Prof Matt King, who leads the Australian Centre for Excellence in Antarctic Science, said a lack of longterm temperature records made the heatwave difficult to contextualise historically.

“The first of the precise temperature records start in the late 1950s, so it’s really hard to work out what’s remarkable and what’s not,” King said. But, he warned, the impact of the climate crisis meant events like these would be a “view to the future. Sometime down the track, depending on what we do with our carbon emissions, we might see these types of temperatures much more regularly.”

In the Arctic, temperatures have increased by nearly 1C in the past decade, with Northern Siberia and the Canadian Arctic warming three times faster than the rest of the world. A record temperature of 38C was recorded in the Russian Arctic during an Arctic heatwave in the 2020 northern hemisphere summer.

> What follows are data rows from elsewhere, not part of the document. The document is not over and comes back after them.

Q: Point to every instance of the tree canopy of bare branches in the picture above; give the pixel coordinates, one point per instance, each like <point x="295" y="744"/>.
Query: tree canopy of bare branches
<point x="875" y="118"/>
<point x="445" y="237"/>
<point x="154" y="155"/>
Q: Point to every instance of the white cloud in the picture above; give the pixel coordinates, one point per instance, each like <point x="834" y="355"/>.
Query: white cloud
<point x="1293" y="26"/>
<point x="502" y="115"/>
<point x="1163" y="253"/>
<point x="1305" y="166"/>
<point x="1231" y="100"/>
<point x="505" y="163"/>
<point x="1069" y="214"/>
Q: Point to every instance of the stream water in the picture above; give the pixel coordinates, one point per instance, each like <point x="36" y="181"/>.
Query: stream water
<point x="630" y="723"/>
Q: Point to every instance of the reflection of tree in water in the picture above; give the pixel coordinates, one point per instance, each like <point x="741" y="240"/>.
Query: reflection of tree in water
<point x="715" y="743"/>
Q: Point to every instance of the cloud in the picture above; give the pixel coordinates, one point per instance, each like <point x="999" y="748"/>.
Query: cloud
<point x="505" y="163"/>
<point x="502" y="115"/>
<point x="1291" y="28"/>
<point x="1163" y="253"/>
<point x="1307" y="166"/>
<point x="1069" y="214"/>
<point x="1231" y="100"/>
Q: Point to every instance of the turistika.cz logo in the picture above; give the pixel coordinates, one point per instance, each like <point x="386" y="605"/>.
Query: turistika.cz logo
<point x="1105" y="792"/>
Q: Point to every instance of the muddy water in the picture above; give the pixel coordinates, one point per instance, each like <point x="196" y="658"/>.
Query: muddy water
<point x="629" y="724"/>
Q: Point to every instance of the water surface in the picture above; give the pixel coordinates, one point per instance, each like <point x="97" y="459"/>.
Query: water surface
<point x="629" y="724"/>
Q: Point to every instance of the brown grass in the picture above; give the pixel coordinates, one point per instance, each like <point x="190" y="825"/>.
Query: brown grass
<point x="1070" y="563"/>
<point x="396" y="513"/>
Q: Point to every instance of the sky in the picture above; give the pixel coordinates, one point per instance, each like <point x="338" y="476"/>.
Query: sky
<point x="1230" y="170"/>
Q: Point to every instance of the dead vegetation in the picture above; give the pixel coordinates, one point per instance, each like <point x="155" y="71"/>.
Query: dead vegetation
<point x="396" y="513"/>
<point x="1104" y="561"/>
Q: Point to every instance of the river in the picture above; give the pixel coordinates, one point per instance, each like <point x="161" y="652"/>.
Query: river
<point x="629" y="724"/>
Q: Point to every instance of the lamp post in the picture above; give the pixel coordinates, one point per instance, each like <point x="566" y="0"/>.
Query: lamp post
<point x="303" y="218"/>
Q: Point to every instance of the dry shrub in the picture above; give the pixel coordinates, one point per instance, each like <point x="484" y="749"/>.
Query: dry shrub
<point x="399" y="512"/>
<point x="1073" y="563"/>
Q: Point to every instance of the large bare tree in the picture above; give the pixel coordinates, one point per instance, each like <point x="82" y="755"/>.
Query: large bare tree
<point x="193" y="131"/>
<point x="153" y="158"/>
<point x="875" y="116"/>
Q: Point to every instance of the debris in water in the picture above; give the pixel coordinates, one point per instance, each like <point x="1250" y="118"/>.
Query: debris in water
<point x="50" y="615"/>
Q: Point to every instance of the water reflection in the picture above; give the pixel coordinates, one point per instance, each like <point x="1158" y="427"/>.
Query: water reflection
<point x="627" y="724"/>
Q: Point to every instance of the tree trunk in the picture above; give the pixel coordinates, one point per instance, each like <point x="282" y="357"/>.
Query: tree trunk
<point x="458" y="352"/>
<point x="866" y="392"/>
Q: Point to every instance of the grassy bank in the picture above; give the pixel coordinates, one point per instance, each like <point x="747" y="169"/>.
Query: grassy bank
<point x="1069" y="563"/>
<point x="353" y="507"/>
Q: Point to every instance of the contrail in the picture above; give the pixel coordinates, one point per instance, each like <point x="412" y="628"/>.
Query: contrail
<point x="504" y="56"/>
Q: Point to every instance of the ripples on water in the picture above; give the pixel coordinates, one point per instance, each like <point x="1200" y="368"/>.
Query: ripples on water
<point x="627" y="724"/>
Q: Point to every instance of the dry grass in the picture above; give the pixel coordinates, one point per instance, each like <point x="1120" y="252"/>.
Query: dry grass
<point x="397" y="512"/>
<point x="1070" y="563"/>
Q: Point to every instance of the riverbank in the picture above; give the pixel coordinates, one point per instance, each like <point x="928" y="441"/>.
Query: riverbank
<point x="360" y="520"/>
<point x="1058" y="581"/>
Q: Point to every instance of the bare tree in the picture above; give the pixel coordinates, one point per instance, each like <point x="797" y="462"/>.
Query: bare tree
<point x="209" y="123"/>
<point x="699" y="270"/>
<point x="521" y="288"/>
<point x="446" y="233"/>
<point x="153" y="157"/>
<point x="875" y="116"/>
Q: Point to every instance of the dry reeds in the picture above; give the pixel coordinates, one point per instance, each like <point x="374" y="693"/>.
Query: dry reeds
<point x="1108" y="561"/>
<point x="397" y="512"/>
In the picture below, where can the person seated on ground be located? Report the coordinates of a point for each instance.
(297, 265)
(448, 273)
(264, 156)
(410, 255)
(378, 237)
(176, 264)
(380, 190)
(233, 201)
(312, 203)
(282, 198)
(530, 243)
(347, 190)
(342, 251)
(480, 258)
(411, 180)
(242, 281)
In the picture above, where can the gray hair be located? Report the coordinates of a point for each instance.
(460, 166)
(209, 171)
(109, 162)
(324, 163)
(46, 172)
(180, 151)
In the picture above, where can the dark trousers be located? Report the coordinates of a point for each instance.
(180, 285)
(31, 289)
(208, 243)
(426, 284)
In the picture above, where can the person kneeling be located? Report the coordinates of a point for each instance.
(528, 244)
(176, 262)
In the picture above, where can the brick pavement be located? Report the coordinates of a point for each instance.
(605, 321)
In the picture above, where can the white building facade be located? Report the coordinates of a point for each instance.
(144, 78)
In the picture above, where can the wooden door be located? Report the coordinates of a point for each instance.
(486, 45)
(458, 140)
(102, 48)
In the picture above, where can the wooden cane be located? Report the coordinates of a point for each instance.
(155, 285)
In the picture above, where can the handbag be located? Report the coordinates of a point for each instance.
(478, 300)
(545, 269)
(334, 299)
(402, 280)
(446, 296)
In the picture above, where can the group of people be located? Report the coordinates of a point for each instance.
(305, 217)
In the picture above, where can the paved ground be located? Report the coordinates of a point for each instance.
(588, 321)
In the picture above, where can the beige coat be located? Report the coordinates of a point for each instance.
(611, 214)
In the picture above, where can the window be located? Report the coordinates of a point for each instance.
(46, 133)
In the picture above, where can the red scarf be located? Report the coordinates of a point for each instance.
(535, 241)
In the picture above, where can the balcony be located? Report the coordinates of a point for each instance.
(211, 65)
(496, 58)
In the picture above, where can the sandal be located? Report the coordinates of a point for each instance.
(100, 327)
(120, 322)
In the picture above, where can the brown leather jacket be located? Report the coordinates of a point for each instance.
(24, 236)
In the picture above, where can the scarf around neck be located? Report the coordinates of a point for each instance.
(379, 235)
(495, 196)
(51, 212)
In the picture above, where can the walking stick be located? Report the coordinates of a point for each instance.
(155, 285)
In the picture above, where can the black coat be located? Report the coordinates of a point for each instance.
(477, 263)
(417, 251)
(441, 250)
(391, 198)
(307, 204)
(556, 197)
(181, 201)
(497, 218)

What are the consequences?

“This weather event is an example of atmospheric warming above the ice shelves,” said Prof Andrew Mackintosh, head of the school of earth, atmosphere and environment at Monash University.

In Antarctica, the heat “would have to persist for a fairly long period of time to make a substantial difference”, he said. The main concern is a weakening of ice shelves, extensions of ice sheets that float over the ocean. They play an important role in restraining inland ice.

“Once we lose ice shelves, grounded ice that sits inland would flow out faster … go to the ocean and cause sea level rise,” Mackintosh said.

King agreed, saying there had been indicators in recent days of potential surface melt and snow softening along the eastern Antarctic coastline. “In some ways, the future of Antarctica will look like the future of the Arctic, where we’ve had many degrees of warming there over the last 50 years or so,” he said.

There has been a sharp drop in Arctic sea ice this month at Svalbard, which has experienced anomalously high temperatures.

Last year, researchers found that sea ice across much of the Arctic was thinning twice as quickly as previously thought. The last fully intact ice shelf in the Canadian Arctic collapsed in 2020 as a result of rising temperatures.

The melting of ice results in a vicious cycle: a greater area of dark water is exposed, learning to increased absorption of the sun’s energy, which then causes more warming.